Ha osservato la difesa che la sentenza conclusiva del giudizio di appello, l’unica che poteva essere legittimamente messa a fondamento dell’ordine di esecuzione, non ha quantificato l’aumento per l’aggravante speciale contestata, si’ che la pena per questo reato, che e’ il piu’ grave tra quelli in continuazione, non era stata definita con la necessaria certezza.
Sul punto il Collegio rileva che il carattere di certezza della pena posta in esecuzione discende anche dal contenuto della previsione aggravatrice, che impone un aumento minimo, senza alcuna discrezionalita’ valutativa per il giudice, di un terzo della pena.
Il calcolo condotto sui minimi di legge, sia per il reato associativo qualificato dal ruolo direttivo e organizzativo che per l’aggravante, non oggetto di annullamento, conferiscono certezza alla pena da porre in esecuzione perche’, al di la’ degli sviluppi del giudizio conseguente all’annullamento parziale, questo nucleo minimo di pena non era sin da subito revocabile in dubbio.

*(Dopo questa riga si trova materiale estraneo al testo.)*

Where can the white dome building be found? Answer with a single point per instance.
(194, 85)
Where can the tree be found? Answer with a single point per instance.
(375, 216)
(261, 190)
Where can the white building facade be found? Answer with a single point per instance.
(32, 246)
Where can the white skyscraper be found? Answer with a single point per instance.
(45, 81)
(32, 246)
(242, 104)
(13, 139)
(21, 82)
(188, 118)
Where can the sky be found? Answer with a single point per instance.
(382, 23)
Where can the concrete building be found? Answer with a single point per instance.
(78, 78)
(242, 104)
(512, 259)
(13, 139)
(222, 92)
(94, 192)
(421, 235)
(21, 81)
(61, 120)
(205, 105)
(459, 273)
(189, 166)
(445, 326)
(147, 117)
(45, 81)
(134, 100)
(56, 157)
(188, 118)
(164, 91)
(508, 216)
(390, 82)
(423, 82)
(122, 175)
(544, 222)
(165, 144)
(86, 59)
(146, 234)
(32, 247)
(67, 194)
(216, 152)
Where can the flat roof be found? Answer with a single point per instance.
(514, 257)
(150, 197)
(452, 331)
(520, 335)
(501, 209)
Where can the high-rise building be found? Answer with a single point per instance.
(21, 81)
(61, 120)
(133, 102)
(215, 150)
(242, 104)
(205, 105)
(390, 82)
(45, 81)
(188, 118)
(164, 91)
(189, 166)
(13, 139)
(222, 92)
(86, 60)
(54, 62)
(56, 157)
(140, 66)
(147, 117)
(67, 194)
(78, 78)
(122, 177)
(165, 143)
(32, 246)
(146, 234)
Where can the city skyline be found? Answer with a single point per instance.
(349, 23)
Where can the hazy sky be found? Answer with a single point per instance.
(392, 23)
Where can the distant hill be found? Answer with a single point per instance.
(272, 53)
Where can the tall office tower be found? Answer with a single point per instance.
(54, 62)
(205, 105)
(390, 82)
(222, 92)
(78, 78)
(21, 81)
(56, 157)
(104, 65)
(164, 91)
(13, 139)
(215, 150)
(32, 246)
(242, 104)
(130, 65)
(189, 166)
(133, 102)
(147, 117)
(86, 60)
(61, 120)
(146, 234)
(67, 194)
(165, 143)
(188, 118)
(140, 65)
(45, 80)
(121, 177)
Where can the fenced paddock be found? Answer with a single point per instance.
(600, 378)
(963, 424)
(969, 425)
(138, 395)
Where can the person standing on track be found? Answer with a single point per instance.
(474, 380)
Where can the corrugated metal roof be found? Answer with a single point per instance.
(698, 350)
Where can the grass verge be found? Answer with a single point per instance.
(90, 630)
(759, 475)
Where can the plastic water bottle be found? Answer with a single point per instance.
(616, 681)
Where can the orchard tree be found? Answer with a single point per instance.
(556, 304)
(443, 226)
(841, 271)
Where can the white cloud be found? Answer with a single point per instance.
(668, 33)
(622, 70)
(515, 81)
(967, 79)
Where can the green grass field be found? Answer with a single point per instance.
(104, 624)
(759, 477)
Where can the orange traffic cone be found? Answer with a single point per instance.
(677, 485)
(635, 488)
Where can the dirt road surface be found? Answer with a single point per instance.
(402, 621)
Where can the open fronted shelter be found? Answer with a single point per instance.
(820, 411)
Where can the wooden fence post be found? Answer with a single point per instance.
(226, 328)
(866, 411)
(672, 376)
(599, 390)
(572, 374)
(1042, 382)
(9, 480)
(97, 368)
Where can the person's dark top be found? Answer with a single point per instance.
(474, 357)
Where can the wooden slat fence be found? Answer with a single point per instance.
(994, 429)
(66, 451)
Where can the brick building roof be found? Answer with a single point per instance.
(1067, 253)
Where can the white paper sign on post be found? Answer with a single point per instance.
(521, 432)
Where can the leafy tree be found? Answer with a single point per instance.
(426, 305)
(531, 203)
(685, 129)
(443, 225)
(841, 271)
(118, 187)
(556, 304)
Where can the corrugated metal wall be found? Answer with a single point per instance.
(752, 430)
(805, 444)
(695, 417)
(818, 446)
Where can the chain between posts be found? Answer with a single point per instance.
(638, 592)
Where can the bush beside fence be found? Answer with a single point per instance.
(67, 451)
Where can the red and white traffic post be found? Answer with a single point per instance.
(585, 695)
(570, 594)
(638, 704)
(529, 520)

Si tratta dunque di una pena certa, determinata dal giudice della cognizione e non gia’ determinabile, ove con tale ultima espressione si intenda la possibilita’ di oscillazioni quantitative dipendenti da apprezzamenti discrezionali che si sostituiscano a computi meramente aritmetici, capaci per loro intrinseca natura di conferire certezza ai risultati.
5. Il ricorso e’ pertanto infondato e va rigettato, con conseguente condanna del ricorrente al pagamento delle spese processuali.
P.Q.M.
Rigetta il ricorso e condanna il ricorrente al pagamento delle spese processuali.